TIME accompanied Ho and his team from the Aaron Diamond AIDS Research Center (ADARC) for two weeks earlier this year as he traveled from Kunming, the cosmopolitan capital of Yunnan province, where his drug-treatment and vaccine projects are based, to the remote border town of Ruili, where heavy heroin trafficking and a thriving sex trade create a perfect HIV breeding ground, to Beijing, for his meetings with party leaders, including the newly appointed Minister of Health, Wu Yi. Everywhere Ho went, his mission was the same: to persuade Chinese officials to step up their modest anti-AIDS efforts and commit the resources necessary to launch a comprehensive nationwide program, modeled on the projects he has begun in Yunnan.
Kunming, Yunnan
The neatly dressed husband and wife are in their 50s and comfortingly average looking. Their once-smooth dark skin is now veined and burnished to a proud sheen, reflecting the decades of hard work they have put into raising a family, earning their salaries and, now, battling HIV.

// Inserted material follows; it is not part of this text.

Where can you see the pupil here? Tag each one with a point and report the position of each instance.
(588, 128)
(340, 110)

They seem out of place in the world of AIDS. Neither injects drugs. Neither has had any contact with the sex trade. But they represent the newest and most troubling front in China's war against the AIDS virus. As in other countries hit by HIV, the epidemic in China began in the margins of society among migrant workers, drug users and prostitutes and then gradually entered the mainstream population. In China this process was facilitated by the government, which, through the tragic mismanagement of its blood-buying program in the early 1990s, permitted blood-collecting practices that ended up contaminating the country's blood supply with HIV. Anyone who gave blood or received a transfusion during that period was at high risk of contracting the virus and then passing it on to his or her partners during intercourse.

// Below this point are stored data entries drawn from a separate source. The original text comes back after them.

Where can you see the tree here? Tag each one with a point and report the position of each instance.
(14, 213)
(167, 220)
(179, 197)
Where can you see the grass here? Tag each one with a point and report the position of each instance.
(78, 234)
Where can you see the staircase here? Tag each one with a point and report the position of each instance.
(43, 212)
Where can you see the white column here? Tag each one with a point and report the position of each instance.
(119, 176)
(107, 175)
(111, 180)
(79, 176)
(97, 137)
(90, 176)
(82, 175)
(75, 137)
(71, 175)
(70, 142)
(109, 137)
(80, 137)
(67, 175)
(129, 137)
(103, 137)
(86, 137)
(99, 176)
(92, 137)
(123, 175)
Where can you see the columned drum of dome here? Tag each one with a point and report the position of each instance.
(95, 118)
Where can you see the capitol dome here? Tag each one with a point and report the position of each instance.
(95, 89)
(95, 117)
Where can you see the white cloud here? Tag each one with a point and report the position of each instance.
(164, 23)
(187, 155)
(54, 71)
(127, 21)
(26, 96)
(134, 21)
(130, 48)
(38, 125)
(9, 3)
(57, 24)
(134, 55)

That was how this couple, who declined to give their names, got the AIDS virus. They have kept it a secret from everyone but their immediate family, preferring not to risk being ostracized by their community. "Nobody knows," says the wife quietly. "They would not understand." The husband, as far as they can determine, was the first to get infected, perhaps from blood transfusions during surgery. It wasn't until his wife required an operation in 2001, however, that they were both found to be HIV positive. "I could not believe it," she says. "I told them they were totally wrong, that their detection was wrong. I heard reports that there was HIV in China, but that was mainly from people who traveled overseas. We never thought the virus would get here, in our family."

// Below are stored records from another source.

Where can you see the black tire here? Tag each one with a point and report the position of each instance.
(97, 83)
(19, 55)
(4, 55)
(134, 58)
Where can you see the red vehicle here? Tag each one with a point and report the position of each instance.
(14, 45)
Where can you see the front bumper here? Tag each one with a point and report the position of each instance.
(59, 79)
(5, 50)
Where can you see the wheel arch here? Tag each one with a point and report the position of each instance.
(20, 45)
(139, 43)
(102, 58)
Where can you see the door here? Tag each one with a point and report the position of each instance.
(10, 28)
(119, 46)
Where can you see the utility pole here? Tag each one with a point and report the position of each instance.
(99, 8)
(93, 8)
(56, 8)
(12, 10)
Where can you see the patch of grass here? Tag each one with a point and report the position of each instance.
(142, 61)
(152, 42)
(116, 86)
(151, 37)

In a way, they are the lucky ones. Along with 68 other patients, they are part of a treatment program that Ho established in Kunming. There they will get the latest antiretroviral medications and the same careful monitoring that AIDS patients in the U.S. receive, including regular measurements of their viral loads and their immune-cell counts and tests to determine how quickly the virus is mutating to resist the drugs.